Core courses are mandatory and provide a solid legal basis and understanding of public international law, international humanitarian law, international human rights law in armed conflict, international refugee law, and international criminal law. Weekly tutorials given by our Teaching Assistants complement the core courses and allow students to revise and discuss concepts and issues address in class and prepare for exams.
International humanitarian law (IHL) comprises the rules of international law limiting violence in armed conflicts by protecting those who do not or who no longer directly participate in hostilities (wounded, sick, shipwrecked, prisoners of war, civilians); and by restricting the level of violence to the amount necessary to achieve the only legitimate aim of the conflict, which is to weaken the military potential of the enemy. The aim of this course is to provide students with the legal knowledge and the analytical and argumentative skills necessary to understand and interpret the rules of IHL and to apply them to facts of international reality. The learning method will be inductive: students will acquire knowledge of IHL by discovering its rules applicable to practical cases taken from contemporary practice. Students will, therefore, have to prepare for every class and acquire their knowledge of the relevant IHL rules through reading extracts from a textbook and studying a case. This case will then be discussed in class and the professor will answer any questions arising from studying the rules and controversies.
This course will provide an overview of the contemporary international human rights (HR) regime, including the substantive norms and key modes of implementation, emphasizing the application of HR in times of armed conflict and their interplay with international humanitarian law (IHL). Starting with general issues concerning the history, development and philosophy of HR, the course will address the substance of international HR law, its sources, scope of application and application in times of armed conflict and points of debate such as the HR obligations of non-state actors. Over the course of the two semesters, students will become well-acquainted with a wide array of individual rights and understand the workings of major HR bodies at the UN and regional levels. In the first semester, we will delve into major HR topics such as scope of application, limitations and derogations and interplay with IHL before moving on to specific rights such as the right to life, the freedom from torture and the right to liberty and security of person. In addition, we will examine complex and controversial topics such as HR in counterterrorism and the HR of military personnel. Each topic will be analysed from the perspective of different universal and regional human rights systems and will include an armed conflict component.

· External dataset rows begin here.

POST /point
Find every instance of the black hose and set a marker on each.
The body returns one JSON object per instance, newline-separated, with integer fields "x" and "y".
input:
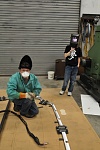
{"x": 36, "y": 139}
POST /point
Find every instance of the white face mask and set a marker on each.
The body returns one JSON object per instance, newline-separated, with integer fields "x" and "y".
{"x": 25, "y": 74}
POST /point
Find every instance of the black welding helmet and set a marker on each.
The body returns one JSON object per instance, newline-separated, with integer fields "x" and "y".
{"x": 74, "y": 40}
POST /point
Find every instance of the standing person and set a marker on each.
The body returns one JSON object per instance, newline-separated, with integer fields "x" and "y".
{"x": 72, "y": 56}
{"x": 22, "y": 88}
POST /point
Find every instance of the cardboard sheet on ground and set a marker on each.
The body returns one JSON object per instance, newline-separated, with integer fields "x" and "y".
{"x": 81, "y": 134}
{"x": 90, "y": 105}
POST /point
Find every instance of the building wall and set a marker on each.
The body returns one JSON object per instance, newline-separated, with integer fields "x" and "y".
{"x": 90, "y": 7}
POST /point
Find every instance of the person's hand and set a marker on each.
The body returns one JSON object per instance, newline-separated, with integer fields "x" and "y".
{"x": 31, "y": 94}
{"x": 27, "y": 95}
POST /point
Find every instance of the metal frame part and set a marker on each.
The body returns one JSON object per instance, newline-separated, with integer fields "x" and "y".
{"x": 64, "y": 136}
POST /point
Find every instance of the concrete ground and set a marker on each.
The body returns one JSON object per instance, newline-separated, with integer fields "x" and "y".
{"x": 78, "y": 90}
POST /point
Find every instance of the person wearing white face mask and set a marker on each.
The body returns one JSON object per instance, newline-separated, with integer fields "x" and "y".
{"x": 22, "y": 88}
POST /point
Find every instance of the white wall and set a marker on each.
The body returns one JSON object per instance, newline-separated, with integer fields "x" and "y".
{"x": 90, "y": 7}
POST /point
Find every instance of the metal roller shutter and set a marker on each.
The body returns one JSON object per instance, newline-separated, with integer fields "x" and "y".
{"x": 39, "y": 28}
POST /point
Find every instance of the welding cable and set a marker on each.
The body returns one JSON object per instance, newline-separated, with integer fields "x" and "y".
{"x": 36, "y": 139}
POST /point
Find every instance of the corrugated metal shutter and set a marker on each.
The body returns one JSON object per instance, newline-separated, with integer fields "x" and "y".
{"x": 39, "y": 28}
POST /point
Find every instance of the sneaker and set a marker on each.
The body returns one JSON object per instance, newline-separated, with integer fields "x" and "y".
{"x": 69, "y": 93}
{"x": 61, "y": 92}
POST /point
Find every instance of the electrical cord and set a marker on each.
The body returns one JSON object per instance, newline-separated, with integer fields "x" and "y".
{"x": 36, "y": 139}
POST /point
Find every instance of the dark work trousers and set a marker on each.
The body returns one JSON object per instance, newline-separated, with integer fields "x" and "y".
{"x": 26, "y": 106}
{"x": 70, "y": 75}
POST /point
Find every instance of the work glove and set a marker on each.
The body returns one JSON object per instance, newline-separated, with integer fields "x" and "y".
{"x": 27, "y": 95}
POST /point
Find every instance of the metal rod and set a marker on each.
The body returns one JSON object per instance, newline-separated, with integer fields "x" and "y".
{"x": 4, "y": 117}
{"x": 64, "y": 136}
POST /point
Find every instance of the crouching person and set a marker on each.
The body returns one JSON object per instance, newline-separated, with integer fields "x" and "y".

In the second semester, particular attention will be paid to the effect on
human rights law of a State of War (as opposed to an armed conflict) and the implications this may have for property rights, access to courts and prosecutions for treason, insurrection, sedition, secession or rebellion. There will also be an inquiry into whether combatants killed as a result of an act of aggressive war have been killed in violation of their right not to be arbitrarily deprived of their right to life. The latest case law on the extraterritorial application of HR law in times of armed conflict will be examined in some detail. The enforcement of HR law through the UN Security Council will be considered and particular attention will be paid to emerging topics such as the role of the Arms Trade Treaty in preventing HR violations and the emergence of various HR sanctions regimes recently adopted by various states.

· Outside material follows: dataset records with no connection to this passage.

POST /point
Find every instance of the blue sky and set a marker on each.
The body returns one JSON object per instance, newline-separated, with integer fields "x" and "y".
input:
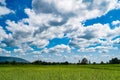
{"x": 60, "y": 30}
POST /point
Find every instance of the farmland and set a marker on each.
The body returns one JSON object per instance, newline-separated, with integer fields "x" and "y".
{"x": 60, "y": 72}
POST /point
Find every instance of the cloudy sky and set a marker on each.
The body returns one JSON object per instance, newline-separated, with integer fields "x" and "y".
{"x": 60, "y": 30}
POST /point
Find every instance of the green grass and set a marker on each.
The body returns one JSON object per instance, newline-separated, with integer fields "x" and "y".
{"x": 60, "y": 72}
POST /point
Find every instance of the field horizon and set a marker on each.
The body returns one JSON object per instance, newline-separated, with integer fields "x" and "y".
{"x": 60, "y": 72}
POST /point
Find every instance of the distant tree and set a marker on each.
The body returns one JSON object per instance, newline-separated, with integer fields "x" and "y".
{"x": 84, "y": 61}
{"x": 114, "y": 61}
{"x": 101, "y": 62}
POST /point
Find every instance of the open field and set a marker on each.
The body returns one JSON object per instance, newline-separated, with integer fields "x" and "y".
{"x": 60, "y": 72}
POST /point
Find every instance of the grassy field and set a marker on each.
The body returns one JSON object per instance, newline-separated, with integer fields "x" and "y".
{"x": 60, "y": 72}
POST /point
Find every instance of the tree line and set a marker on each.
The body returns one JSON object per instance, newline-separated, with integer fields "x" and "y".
{"x": 83, "y": 61}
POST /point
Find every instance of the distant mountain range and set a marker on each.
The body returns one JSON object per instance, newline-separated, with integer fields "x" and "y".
{"x": 11, "y": 59}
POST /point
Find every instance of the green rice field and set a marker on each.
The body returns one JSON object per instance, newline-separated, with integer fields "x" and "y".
{"x": 59, "y": 72}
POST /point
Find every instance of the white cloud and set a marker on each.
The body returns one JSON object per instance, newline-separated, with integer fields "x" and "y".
{"x": 2, "y": 34}
{"x": 3, "y": 2}
{"x": 117, "y": 22}
{"x": 57, "y": 49}
{"x": 3, "y": 9}
{"x": 83, "y": 9}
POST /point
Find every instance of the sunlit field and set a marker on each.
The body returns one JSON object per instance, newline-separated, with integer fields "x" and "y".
{"x": 59, "y": 72}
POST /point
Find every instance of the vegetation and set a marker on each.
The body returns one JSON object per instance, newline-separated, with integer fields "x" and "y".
{"x": 83, "y": 62}
{"x": 60, "y": 72}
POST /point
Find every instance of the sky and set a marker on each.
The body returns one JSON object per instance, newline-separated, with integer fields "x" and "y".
{"x": 60, "y": 30}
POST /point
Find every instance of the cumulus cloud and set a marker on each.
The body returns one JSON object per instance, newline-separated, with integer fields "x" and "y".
{"x": 49, "y": 19}
{"x": 3, "y": 9}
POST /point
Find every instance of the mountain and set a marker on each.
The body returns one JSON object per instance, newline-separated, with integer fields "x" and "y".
{"x": 11, "y": 59}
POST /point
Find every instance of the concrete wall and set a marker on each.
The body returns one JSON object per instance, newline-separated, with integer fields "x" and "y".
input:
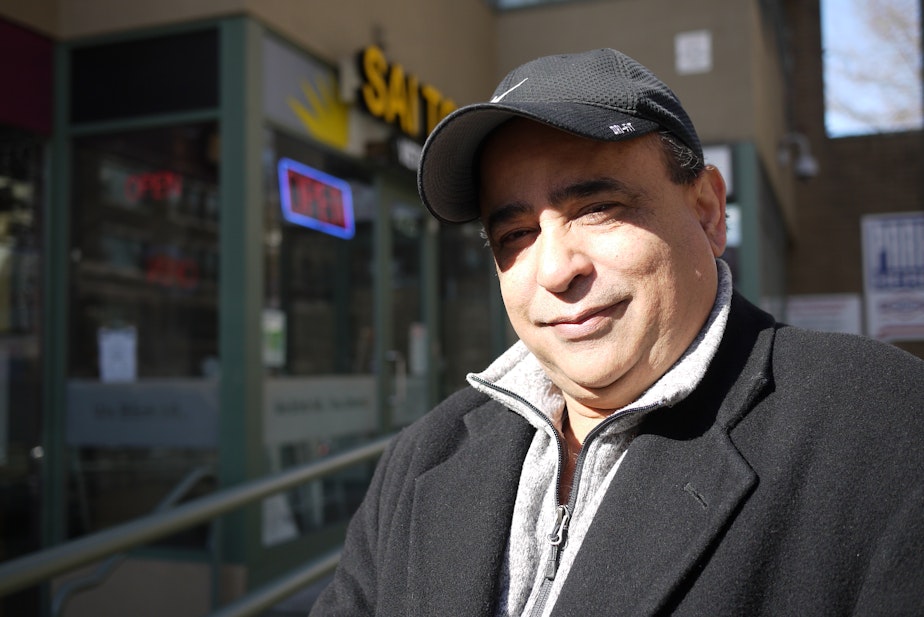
{"x": 858, "y": 175}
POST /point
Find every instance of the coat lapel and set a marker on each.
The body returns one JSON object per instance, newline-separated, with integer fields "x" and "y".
{"x": 461, "y": 518}
{"x": 669, "y": 502}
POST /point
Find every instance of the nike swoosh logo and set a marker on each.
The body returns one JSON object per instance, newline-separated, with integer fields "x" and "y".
{"x": 500, "y": 96}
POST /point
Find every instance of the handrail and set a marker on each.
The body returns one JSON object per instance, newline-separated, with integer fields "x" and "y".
{"x": 271, "y": 593}
{"x": 103, "y": 571}
{"x": 30, "y": 569}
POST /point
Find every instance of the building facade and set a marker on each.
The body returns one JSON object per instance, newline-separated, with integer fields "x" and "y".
{"x": 214, "y": 259}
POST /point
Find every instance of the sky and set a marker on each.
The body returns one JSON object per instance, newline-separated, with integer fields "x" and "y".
{"x": 862, "y": 71}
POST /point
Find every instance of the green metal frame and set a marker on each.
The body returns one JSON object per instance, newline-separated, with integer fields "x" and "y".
{"x": 25, "y": 571}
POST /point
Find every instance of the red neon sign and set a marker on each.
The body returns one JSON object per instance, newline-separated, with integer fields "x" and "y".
{"x": 313, "y": 199}
{"x": 156, "y": 185}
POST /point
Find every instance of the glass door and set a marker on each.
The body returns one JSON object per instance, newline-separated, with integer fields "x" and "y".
{"x": 21, "y": 164}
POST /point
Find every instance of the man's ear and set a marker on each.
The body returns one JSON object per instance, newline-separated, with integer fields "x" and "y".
{"x": 710, "y": 207}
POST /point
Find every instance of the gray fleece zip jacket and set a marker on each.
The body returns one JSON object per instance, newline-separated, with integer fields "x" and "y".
{"x": 534, "y": 568}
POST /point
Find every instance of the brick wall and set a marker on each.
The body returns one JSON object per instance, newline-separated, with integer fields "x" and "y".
{"x": 859, "y": 175}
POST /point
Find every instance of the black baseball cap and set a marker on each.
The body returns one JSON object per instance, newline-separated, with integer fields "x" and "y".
{"x": 601, "y": 94}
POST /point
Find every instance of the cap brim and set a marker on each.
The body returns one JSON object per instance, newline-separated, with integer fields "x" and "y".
{"x": 445, "y": 177}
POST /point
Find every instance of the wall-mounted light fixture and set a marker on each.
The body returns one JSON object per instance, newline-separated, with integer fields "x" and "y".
{"x": 805, "y": 165}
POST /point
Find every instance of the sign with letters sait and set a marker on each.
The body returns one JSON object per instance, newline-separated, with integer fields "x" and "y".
{"x": 893, "y": 275}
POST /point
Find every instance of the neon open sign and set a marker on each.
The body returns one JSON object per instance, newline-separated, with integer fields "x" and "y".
{"x": 316, "y": 200}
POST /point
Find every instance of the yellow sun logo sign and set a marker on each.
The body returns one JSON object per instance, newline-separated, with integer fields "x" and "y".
{"x": 325, "y": 116}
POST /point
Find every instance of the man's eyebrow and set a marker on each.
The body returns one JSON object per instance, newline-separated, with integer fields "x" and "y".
{"x": 505, "y": 213}
{"x": 589, "y": 188}
{"x": 576, "y": 190}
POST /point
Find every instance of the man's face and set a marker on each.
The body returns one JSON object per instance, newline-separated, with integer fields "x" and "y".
{"x": 606, "y": 267}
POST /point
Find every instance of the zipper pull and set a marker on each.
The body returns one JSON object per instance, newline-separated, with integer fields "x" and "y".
{"x": 557, "y": 538}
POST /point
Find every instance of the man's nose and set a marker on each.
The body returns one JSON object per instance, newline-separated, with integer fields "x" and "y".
{"x": 562, "y": 259}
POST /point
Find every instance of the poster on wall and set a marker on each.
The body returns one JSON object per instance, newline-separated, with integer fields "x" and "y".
{"x": 893, "y": 276}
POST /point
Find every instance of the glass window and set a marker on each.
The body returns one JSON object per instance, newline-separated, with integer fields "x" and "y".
{"x": 21, "y": 182}
{"x": 142, "y": 406}
{"x": 467, "y": 283}
{"x": 505, "y": 5}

International law is a discursive practice used in international relations to deal with legal claims. It is best conceived as a language used by a group of people interacting in a social practice. Emphasis is placed on both the underlying structures of the language spoken by these individuals and the social process of interaction whereby the discourse – which aims to gain social acceptance – is created. The goal of this course is to acquaint students with the terms of this discursive practice and to have them apprehend the fundamental structure of the language of international law, and introduce them to the main processes by which the discourse is articulated by the social actors concerned with its practice. Ultimately, the goal is to train students to speak the language of international law competently and teach them how to argue and interact in the different professional settings where it is spoken.

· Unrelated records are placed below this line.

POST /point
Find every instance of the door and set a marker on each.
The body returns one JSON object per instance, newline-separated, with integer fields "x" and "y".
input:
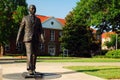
{"x": 51, "y": 50}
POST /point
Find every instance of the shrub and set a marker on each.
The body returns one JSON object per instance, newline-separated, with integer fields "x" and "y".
{"x": 113, "y": 54}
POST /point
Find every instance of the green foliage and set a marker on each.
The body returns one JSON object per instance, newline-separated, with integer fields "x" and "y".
{"x": 113, "y": 54}
{"x": 77, "y": 34}
{"x": 112, "y": 41}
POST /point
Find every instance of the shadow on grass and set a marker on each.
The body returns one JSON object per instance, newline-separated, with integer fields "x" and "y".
{"x": 95, "y": 70}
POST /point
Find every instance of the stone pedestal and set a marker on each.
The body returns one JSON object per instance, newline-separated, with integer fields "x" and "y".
{"x": 0, "y": 73}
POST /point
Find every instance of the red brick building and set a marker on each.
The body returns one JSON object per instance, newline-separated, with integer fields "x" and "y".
{"x": 52, "y": 31}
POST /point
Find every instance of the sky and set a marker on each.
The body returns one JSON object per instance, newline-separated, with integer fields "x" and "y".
{"x": 55, "y": 8}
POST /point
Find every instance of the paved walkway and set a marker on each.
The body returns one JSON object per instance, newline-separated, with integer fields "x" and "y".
{"x": 55, "y": 71}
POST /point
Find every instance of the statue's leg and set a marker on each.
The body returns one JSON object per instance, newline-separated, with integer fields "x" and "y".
{"x": 28, "y": 46}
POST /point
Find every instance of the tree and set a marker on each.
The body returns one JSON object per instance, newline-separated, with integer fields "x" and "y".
{"x": 8, "y": 26}
{"x": 77, "y": 36}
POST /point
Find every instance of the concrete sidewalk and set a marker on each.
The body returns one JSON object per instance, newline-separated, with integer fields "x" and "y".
{"x": 55, "y": 71}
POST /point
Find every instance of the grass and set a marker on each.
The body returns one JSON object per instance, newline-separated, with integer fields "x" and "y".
{"x": 107, "y": 72}
{"x": 73, "y": 59}
{"x": 70, "y": 59}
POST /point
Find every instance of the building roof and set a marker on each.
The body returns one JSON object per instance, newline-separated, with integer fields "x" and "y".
{"x": 44, "y": 18}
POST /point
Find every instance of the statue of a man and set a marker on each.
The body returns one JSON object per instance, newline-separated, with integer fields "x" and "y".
{"x": 32, "y": 34}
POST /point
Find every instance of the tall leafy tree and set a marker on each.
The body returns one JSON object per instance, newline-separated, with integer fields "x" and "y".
{"x": 77, "y": 36}
{"x": 9, "y": 23}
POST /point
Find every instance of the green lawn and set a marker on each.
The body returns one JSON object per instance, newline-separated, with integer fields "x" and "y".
{"x": 73, "y": 59}
{"x": 107, "y": 72}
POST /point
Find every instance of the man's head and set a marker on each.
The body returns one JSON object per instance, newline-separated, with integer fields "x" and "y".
{"x": 32, "y": 9}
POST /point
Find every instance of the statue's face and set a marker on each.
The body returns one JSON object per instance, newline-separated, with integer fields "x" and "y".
{"x": 32, "y": 9}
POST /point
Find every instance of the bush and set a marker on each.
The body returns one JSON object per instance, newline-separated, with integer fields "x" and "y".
{"x": 113, "y": 54}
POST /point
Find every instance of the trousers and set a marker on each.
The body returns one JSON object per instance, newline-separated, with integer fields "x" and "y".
{"x": 31, "y": 52}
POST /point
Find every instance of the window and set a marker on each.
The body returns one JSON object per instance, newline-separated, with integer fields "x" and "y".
{"x": 52, "y": 35}
{"x": 42, "y": 47}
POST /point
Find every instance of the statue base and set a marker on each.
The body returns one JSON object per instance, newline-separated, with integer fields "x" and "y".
{"x": 36, "y": 75}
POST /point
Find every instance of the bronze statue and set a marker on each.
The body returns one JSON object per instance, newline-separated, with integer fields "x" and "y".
{"x": 32, "y": 33}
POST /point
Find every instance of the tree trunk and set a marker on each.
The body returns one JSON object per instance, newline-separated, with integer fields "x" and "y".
{"x": 2, "y": 51}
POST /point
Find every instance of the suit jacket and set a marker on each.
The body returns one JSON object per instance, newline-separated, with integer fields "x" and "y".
{"x": 29, "y": 30}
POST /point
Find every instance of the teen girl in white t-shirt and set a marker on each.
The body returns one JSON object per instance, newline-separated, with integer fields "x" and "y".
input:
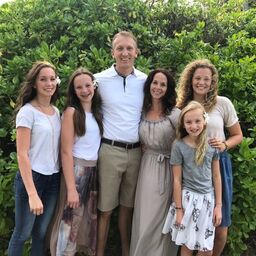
{"x": 37, "y": 181}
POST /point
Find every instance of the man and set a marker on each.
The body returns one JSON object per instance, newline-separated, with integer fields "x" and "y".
{"x": 121, "y": 89}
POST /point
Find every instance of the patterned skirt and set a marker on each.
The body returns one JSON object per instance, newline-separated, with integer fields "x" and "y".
{"x": 76, "y": 229}
{"x": 196, "y": 231}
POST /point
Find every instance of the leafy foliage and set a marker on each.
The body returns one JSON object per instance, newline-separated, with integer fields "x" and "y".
{"x": 72, "y": 33}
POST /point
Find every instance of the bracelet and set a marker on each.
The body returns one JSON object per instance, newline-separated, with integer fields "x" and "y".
{"x": 226, "y": 146}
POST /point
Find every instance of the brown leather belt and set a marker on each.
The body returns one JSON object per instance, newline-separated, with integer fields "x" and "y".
{"x": 121, "y": 144}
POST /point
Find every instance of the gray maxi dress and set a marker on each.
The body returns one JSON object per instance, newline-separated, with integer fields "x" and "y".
{"x": 154, "y": 187}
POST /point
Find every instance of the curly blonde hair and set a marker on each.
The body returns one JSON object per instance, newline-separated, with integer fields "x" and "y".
{"x": 185, "y": 89}
{"x": 202, "y": 138}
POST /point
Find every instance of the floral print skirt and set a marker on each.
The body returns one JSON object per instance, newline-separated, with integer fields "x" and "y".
{"x": 77, "y": 229}
{"x": 196, "y": 231}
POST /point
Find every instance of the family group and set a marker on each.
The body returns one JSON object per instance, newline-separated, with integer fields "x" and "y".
{"x": 128, "y": 140}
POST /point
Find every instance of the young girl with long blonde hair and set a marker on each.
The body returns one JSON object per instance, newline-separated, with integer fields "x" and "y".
{"x": 196, "y": 207}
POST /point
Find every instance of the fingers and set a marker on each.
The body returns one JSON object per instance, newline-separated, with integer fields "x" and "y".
{"x": 73, "y": 204}
{"x": 38, "y": 210}
{"x": 217, "y": 221}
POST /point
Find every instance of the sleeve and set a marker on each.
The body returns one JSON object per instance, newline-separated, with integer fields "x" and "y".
{"x": 216, "y": 154}
{"x": 25, "y": 118}
{"x": 230, "y": 115}
{"x": 175, "y": 116}
{"x": 176, "y": 154}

This course aims to give students advanced knowledge of selected issues of international criminal law. After dealing briefly with the birth and evolution of international criminal law as a branch of public international law with regard to the so-called core crimes, the course focuses on the legal ingredients of each core crime (war crimes, crimes against humanity, genocide and aggression), with an emphasis on the Rome Statute and the case-law of the International Criminal Court (ICC). As for the mechanisms for enforcing international criminal law, the course examines the role of international and mixed tribunals and national criminal jurisdictions in repressing international crimes, focusing in particular on the legitimate grounds of criminal jurisdiction under international law and the question of universal criminal jurisdiction.
Who is a refugee? What is the legal framework currently applicable to those fleeing countries affected by armed conflicts and violations of human rights? What are the related obligations of host states? This course analyses the main international and regional legal norms governing refugee protection. It examines the sources of international refugee law, including the 1951 Geneva Convention Relating to the Status of Refugees, and their interaction with human rights law and international humanitarian law. It also analyses the definition of a refugee, the principle of non-refoulement as well as asylum procedures. Particular attention is dedicated to the case-law of State Parties to the 1951 Geneva Convention.